P615. Incidence of microscopic colitis in the Netherlands. A nationwide population-based study from 2000–2012
The incidence rates of microscopic colitis (MC) seem to vary between countries. However, the number of epidemiological studies is limited and generally based on regional data in relatively small populations, which makes it hard to draw firm conclusions on the geographical distribution and changes over time. Therefore, we aimed to assess the mean annual incidence rate of MC in the Netherlands in a nationwide population-based cohort from 2000–2012.
A retrospective search was performed in the Dutch national pathology registry (PALGA), covering all pathology records of approximately 16.5 million inhabitants since 1991. The search included all pathology conclusions with the diagnosis microscopic, collagenous (CC), or lymphocytic colitis (LC) between January 2000 and December 2012 in the Netherlands. The published diagnostic criteria for CC and LC were applied. Cases were classified as undefined MC (uMC) if specific features for CC or LC were not noted. Incident cases were defined as subjects with a first diagnosis of CC, LC, or uMC.

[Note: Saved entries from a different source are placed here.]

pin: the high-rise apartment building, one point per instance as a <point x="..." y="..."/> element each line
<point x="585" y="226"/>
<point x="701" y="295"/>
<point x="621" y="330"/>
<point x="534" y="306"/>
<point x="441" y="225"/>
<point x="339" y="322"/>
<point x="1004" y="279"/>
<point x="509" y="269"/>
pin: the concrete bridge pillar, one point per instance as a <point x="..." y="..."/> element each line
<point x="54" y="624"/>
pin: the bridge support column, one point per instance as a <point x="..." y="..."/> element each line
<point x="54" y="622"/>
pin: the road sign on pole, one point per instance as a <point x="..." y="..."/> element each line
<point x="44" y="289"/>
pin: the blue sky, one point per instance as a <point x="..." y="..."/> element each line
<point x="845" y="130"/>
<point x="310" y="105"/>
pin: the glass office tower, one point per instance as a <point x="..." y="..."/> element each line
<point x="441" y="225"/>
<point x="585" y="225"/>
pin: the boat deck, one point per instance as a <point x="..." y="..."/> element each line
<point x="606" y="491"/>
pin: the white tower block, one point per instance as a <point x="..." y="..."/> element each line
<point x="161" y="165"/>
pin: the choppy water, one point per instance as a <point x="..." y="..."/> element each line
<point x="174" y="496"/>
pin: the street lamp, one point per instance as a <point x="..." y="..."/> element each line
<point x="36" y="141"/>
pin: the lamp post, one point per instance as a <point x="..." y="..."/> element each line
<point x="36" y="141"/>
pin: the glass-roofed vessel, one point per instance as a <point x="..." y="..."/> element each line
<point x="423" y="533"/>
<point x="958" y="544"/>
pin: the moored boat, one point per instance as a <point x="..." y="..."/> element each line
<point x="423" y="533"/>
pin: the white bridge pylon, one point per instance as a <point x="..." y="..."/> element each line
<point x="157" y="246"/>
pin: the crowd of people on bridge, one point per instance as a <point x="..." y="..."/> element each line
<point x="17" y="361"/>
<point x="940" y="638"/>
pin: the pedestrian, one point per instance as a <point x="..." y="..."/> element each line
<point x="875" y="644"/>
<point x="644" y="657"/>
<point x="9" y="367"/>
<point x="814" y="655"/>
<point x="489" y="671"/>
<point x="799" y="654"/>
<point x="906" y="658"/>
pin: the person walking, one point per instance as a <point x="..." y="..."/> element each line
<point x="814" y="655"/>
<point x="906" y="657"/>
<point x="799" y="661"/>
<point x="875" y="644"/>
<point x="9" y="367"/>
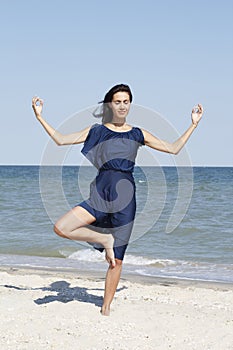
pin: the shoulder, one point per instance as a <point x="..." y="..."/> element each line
<point x="138" y="134"/>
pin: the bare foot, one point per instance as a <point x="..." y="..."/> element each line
<point x="105" y="311"/>
<point x="109" y="253"/>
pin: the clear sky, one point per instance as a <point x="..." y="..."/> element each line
<point x="173" y="54"/>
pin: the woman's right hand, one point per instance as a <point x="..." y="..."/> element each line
<point x="37" y="108"/>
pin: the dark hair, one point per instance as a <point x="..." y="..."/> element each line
<point x="105" y="111"/>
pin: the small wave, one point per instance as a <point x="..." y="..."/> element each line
<point x="95" y="256"/>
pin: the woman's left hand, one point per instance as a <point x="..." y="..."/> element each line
<point x="197" y="113"/>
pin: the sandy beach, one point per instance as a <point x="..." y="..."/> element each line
<point x="46" y="309"/>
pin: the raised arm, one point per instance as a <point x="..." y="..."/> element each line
<point x="60" y="139"/>
<point x="175" y="147"/>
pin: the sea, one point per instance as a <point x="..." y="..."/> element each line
<point x="183" y="227"/>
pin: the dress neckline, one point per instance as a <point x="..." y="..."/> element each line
<point x="117" y="132"/>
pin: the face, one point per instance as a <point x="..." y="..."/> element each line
<point x="120" y="104"/>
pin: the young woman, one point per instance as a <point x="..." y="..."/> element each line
<point x="106" y="217"/>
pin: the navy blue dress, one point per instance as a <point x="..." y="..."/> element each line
<point x="112" y="193"/>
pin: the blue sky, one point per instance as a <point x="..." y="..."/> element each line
<point x="173" y="54"/>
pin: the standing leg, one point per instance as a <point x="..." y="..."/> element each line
<point x="111" y="283"/>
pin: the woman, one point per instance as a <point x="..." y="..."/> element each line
<point x="112" y="147"/>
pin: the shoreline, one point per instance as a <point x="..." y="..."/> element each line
<point x="47" y="308"/>
<point x="130" y="277"/>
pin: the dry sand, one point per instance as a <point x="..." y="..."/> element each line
<point x="45" y="309"/>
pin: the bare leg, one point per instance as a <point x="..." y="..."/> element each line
<point x="71" y="226"/>
<point x="111" y="283"/>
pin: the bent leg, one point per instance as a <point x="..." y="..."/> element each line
<point x="111" y="283"/>
<point x="72" y="226"/>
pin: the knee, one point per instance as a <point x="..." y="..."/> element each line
<point x="59" y="231"/>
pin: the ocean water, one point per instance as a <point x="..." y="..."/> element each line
<point x="184" y="226"/>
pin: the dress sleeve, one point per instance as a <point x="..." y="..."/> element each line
<point x="91" y="145"/>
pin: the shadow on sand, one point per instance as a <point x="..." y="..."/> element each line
<point x="65" y="293"/>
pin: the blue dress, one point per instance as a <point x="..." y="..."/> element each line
<point x="112" y="193"/>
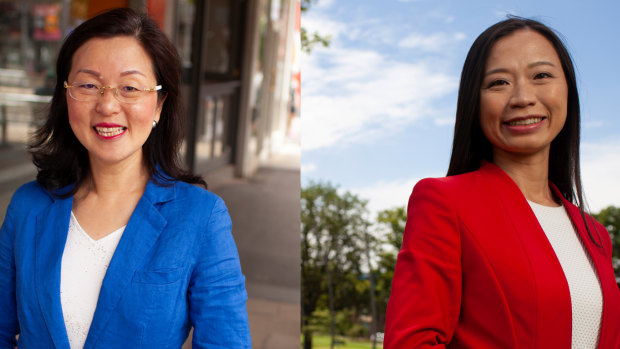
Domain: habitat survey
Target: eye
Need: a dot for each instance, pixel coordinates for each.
(129, 89)
(542, 75)
(497, 82)
(86, 86)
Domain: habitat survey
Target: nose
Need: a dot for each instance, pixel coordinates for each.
(107, 104)
(523, 95)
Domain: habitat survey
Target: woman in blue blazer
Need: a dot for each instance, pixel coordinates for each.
(111, 204)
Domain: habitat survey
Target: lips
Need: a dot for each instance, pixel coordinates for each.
(109, 131)
(525, 121)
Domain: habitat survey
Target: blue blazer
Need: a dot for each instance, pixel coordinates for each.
(176, 266)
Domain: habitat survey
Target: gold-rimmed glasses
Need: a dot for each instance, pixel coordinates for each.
(126, 93)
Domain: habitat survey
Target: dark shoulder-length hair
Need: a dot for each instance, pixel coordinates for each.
(59, 156)
(470, 146)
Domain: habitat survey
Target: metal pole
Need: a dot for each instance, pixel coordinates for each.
(373, 307)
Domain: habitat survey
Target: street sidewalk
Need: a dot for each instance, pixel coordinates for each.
(265, 212)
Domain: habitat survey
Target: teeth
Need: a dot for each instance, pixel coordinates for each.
(524, 122)
(109, 131)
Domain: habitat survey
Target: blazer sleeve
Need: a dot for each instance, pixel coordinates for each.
(9, 327)
(217, 292)
(425, 299)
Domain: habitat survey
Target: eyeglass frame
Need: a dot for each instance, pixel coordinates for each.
(115, 92)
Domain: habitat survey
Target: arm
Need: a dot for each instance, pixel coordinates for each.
(217, 293)
(424, 303)
(9, 327)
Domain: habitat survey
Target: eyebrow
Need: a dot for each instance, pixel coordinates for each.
(96, 74)
(129, 72)
(531, 65)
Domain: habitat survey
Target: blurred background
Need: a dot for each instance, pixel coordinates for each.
(241, 87)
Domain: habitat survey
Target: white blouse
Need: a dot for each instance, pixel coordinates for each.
(83, 267)
(583, 283)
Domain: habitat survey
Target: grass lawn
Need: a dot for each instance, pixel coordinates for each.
(322, 342)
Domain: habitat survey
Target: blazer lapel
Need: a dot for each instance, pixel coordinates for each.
(52, 227)
(139, 237)
(543, 263)
(601, 263)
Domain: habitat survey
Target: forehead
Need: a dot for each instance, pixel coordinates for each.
(111, 57)
(523, 46)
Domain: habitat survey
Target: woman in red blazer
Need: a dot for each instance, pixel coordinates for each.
(484, 262)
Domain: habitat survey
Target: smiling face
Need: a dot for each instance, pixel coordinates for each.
(524, 95)
(110, 130)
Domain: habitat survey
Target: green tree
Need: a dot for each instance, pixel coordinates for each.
(331, 250)
(309, 40)
(610, 218)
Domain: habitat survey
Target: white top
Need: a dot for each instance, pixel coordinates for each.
(84, 264)
(583, 283)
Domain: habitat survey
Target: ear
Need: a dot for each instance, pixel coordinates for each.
(160, 106)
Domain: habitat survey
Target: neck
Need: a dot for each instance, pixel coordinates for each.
(530, 173)
(113, 181)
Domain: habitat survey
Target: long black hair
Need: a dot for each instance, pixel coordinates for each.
(470, 146)
(59, 156)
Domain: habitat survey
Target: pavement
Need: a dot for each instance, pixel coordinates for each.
(265, 212)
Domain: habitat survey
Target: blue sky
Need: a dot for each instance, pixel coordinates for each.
(378, 105)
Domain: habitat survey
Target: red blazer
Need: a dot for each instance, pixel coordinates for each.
(476, 270)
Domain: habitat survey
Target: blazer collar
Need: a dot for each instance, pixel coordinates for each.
(538, 247)
(139, 236)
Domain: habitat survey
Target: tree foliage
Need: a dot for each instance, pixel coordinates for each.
(610, 218)
(331, 250)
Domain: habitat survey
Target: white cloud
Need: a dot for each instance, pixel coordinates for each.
(308, 167)
(600, 170)
(356, 95)
(386, 194)
(436, 42)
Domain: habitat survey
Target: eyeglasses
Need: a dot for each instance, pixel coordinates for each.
(125, 93)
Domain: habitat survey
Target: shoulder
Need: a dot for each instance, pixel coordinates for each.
(31, 196)
(185, 200)
(453, 186)
(195, 193)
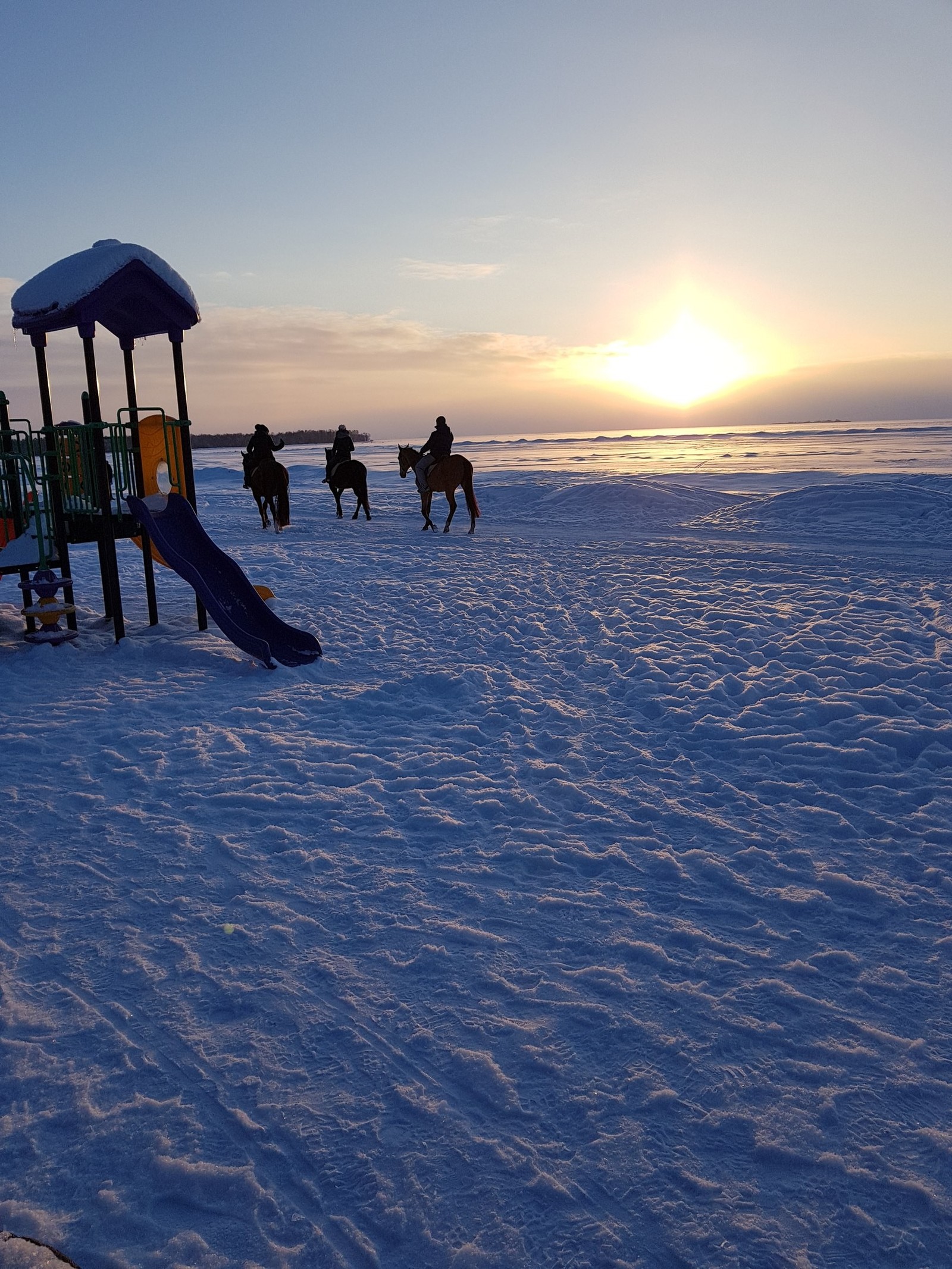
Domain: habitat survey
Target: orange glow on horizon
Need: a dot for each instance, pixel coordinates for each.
(686, 365)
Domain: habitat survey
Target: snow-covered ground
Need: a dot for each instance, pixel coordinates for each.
(588, 904)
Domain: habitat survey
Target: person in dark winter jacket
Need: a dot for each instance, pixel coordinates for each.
(258, 447)
(340, 451)
(440, 444)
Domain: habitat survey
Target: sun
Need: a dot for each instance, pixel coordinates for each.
(684, 366)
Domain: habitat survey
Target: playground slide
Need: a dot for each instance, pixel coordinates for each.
(233, 602)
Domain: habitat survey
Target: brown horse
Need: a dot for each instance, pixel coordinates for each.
(349, 474)
(268, 481)
(444, 476)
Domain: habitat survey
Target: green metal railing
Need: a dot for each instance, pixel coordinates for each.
(26, 506)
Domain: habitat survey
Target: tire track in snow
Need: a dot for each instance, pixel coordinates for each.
(182, 1066)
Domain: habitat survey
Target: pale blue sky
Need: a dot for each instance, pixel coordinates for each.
(538, 169)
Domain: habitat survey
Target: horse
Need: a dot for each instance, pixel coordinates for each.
(268, 481)
(348, 474)
(444, 476)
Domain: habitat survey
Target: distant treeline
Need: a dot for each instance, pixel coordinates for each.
(239, 440)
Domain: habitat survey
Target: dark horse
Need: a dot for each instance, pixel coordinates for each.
(444, 476)
(348, 474)
(268, 481)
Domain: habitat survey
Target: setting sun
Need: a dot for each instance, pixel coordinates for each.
(686, 365)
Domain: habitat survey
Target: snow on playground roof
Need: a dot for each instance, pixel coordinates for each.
(127, 289)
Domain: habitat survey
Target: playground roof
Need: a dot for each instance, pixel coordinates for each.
(125, 287)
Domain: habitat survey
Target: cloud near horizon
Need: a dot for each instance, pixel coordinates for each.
(298, 367)
(446, 271)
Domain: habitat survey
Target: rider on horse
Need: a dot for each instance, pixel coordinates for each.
(340, 451)
(439, 446)
(261, 446)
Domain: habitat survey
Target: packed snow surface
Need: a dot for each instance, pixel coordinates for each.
(588, 904)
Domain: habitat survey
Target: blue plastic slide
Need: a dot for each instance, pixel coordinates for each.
(233, 603)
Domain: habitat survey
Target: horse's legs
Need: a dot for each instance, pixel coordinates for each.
(451, 499)
(425, 500)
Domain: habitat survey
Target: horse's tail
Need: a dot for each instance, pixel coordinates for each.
(472, 507)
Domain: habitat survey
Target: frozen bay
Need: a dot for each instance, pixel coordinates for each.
(588, 904)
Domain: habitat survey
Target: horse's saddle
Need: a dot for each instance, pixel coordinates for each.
(432, 470)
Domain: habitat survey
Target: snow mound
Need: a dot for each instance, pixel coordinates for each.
(635, 499)
(75, 277)
(880, 509)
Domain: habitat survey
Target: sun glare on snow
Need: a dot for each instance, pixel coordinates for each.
(684, 366)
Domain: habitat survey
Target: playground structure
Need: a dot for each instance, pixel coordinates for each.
(98, 481)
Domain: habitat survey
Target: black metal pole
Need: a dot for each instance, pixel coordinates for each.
(11, 471)
(90, 480)
(52, 470)
(131, 397)
(111, 571)
(189, 472)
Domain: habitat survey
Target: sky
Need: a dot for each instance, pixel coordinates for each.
(526, 216)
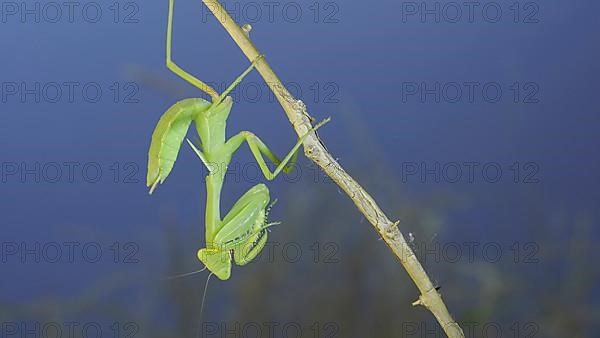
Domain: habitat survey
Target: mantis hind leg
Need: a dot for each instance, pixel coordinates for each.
(244, 229)
(217, 261)
(176, 69)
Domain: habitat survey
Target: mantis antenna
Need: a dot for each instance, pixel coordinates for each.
(186, 274)
(202, 305)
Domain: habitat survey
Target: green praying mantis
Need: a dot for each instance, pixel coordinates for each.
(241, 234)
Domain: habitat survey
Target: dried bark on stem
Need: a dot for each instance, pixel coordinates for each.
(316, 151)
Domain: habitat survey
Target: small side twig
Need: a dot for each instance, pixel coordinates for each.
(314, 149)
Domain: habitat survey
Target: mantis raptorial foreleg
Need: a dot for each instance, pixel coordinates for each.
(242, 234)
(259, 148)
(176, 69)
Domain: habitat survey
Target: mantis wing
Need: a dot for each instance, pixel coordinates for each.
(168, 136)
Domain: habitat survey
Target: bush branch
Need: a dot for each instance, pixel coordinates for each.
(314, 149)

In total, 6,863 incident cases were identified. The overall mean annual incidence rate for all MC cases was 3.2 per 100,000 person years. We found 3,724 cases of CC (75.6% females) and 2,385 cases of LC (70.5% females) with an overall mean annual incidence rate of 1.7 and 1.1 per 100,000 person years, respectively. Remaining 754 cases were described as uMC. From 2000 to 2012, the incidence rates increased significantly from 1.2 to 2.5 per 100,000 person years (p < 0.001) in CC and from 0.3 to 2.3 per 100,000 person years (p < 0.001) in LC (see Figure). Compared to CC, the incidence rate of LC increased significantly more over time. The total number of MC cases per 1,000 colonoscopies increased as well, from 2.3 to 2.9 between 2004 and 2011. For both CC and LC the median age at diagnosis was 61 years. Females above 65 years of age had a 3.6 and 3.3 times increased risk of CC and LC, respectively, compared to those below 65 years.
In this Dutch, nationwide population-based study the CC and LC mean annual incidence rates were considerably lower than the incidence rates published so far. However, both CC and LC incidence rates increased significantly over time with a clear predominance for elder females. The increase can only partially be explained by the raise in annually performed colonoscopies. Further research on environmental and lifestyle risk factors may reveal explanations for the discrepancy in international MC incidence rates and changes over time.